We can now see Kobble Creek, Laceys Creek, and Young's Crossing — live
Four tropical lows tracking the northern coast in early March. Systems like these are what fill the North Pine catchment.
If you've ever turned onto Samson Road wondering whether Kobble Creek has come up since you left home, or driven towards Lees Crossing not knowing if the water's gone down after last night's rain — this update is for you.
We've added live BOM creek level readings to the Current Weather Conditions & Warnings page. Five crossings, updated every 10 to 120 minutes depending on how much rain is falling, straight from the Bureau's river heights network. And alongside the live readings, a 7-day crossing risk forecast built from our flood calendar and historical data.

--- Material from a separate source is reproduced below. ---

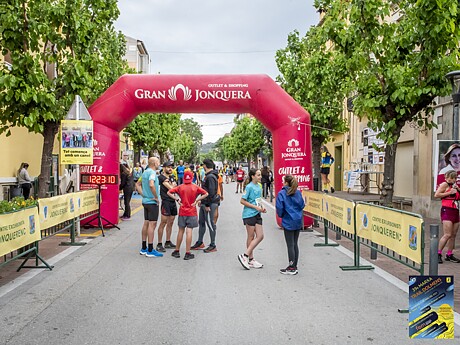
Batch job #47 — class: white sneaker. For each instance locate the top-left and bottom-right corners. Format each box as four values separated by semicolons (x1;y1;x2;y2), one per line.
249;259;264;268
238;254;250;270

Here's what's there, how it works, and what to look for.
What the Warnings Page Already Does
The warnings page has been running for a while. It pulls from the Lyndhurst Hill weather station every 5 minutes and flags anything worth knowing about: heat warnings when temperatures push past 35°C, UV alerts when the index climbs above 6, high fire danger from the local FFDI, heavy rain when the rate goes above 10mm/hr, and so on.
There are two columns. The left side shows Expected Warnings — what's forecast to happen in the next day or two based on the Dayboro Model. The right side shows Actual Warnings — what's happening right now from the station. BOM's official warnings for the region appear in a banner across the top when they're active.

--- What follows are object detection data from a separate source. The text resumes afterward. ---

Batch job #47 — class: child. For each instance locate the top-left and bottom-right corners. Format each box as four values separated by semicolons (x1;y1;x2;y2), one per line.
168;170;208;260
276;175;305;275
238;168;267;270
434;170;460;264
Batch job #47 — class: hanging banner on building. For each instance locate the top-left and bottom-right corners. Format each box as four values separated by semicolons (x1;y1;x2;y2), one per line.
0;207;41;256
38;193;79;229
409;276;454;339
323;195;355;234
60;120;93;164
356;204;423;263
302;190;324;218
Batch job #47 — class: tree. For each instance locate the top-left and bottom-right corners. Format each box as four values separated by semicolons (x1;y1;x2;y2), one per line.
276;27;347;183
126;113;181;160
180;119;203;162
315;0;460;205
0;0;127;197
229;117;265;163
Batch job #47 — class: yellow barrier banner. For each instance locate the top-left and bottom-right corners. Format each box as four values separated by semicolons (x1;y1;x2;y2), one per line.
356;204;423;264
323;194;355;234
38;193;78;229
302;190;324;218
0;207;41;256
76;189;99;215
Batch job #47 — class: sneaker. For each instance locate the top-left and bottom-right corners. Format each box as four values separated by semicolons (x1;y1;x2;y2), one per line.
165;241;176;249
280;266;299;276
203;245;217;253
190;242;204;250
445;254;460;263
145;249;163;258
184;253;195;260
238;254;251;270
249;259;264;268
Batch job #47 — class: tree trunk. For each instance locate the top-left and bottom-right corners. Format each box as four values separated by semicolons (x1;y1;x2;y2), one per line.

It's a decent page for thunderstorm days or fire danger periods. But until now, it had nothing about creek crossings. Which, if you've been here for more than one wet season, is often the thing that actually matters.
What's New: Creek & Crossing Conditions
We're now pulling live river heights from BOM's IDQ60286 bulletin — the same data the Bureau's network collects, just presented for the crossings that matter to people in and around Dayboro.
Five crossings are monitored:
- Terrors Creek Dayboro township area
- Kobble Creek Mt Samson Road
- Lees Crossing North Pine River
- Young's Crossing North Pine River — 1.20m below causeway
- Drapers Crossing South Pine River
Each one shows current height in metres, whether it's rising or falling, and how much clearance remains to the crossing threshold. Young's Crossing, for example, has a measured threshold of 2.66m — confirmed from BOM's own data showing it's 1.20m below the causeway. At 1.46m and steady, it has 1.20m of headroom. At 2.0m and rising fast, it's a different conversation.
Status Levels
Each station is assigned one of four statuses based on how close it is to its threshold:
If any crossing reaches Watch or above, a banner appears at the top of the creek section saying how many crossings are affected. Those stations also generate a warning card in the Actual Warnings column — same place as the heat and fire alerts — so you see the creek status the moment you open the page.
The 7-Day Crossing Forecast
Below the live readings, there's a 7-day crossing forecast for each station. This one's a bit different — it's not from BOM, it's from us.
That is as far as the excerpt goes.